Is it acceptable to use the Altec Tasting Cork to complete the process and bottle my wine?? even it is more expensive, I want to make it very user friendly for my family and friends to drink the wine. I will age in the carboy.


----------



## Hippie (Sep 8, 2005)

No. Those corks are not for aging wine, or even short term storage. They are for tasting only so that the bottle can be opened and shut over and again. You need to use George's corks. Use the 1.5" if you have a hand corker, the 1.75" if you have a floor or bench model.


----------



## Vaughn (Sep 8, 2005)

Why not use screw-top bottles? George has them for $15 a dozen. Metal screw caps...$.10. A little more expensive than corking recycled bottles, but definitely user friendly.


----------



## Hippie (Sep 8, 2005)

Good idea. I have alot of wine in screw caps and never turn the usable ones down.


----------



## Hi In The Pines (Sep 11, 2005)

ok, new question...Can you cap a bottle of wine??


----------



## masta (Sep 11, 2005)

No....normal cork finish wine bottles can not be capped but champagne bottles can be with a special sized 29 mm crown cap.This is because they have a lip like a beer bottle.


----------



## Hippie (Sep 11, 2005)

You can put wine is screwtop bottles.


----------



## Hi In The Pines (Sep 11, 2005)

The reason that I ask is that I recently received from a friend who owns a Mexican restaurant, so far, 48 bottles (330ml.) of green Mexican soda called sangria.
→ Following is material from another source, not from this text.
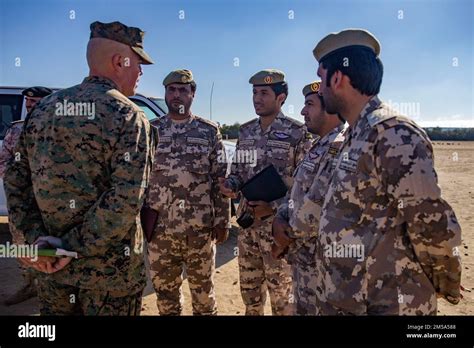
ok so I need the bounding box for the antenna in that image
[210,81,214,120]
The bottles are cute and look like a mini wine bottle and originally came capped. Either I can find a cork or just cap them again.


----------



## peterCooper (Sep 12, 2005)

Having just bottled a VR Chianti, I notice that a few of the corks have leaked 
a couple of drops. It looks like they are leaking through the cork rather than 
around the edge.These are not George's corks so it may be a quality cotrol 
issue. 

The question is do I leave them and make sure they are the first to be used 
or should I recork them? Will they stop leaking over time?


----------



## Hippie (Sep 12, 2005)

Hi In The Pines said:


> The reason that I ask is that I recently received from a friend who owns a Mexican restaurant, so far, 48 bottles (330ml.) of green Mexican soda called sangria. The bottles are cute and look like a mini wine bottle and originally came capped. Either I can find a cork or just cap them again.




You can buy new caps and a capper from George for cheap. I have put wine in capped beer bottles, same difference, no problems.


----------



## Hi In The Pines (Sep 12, 2005)

ok, thanks Hippie


----------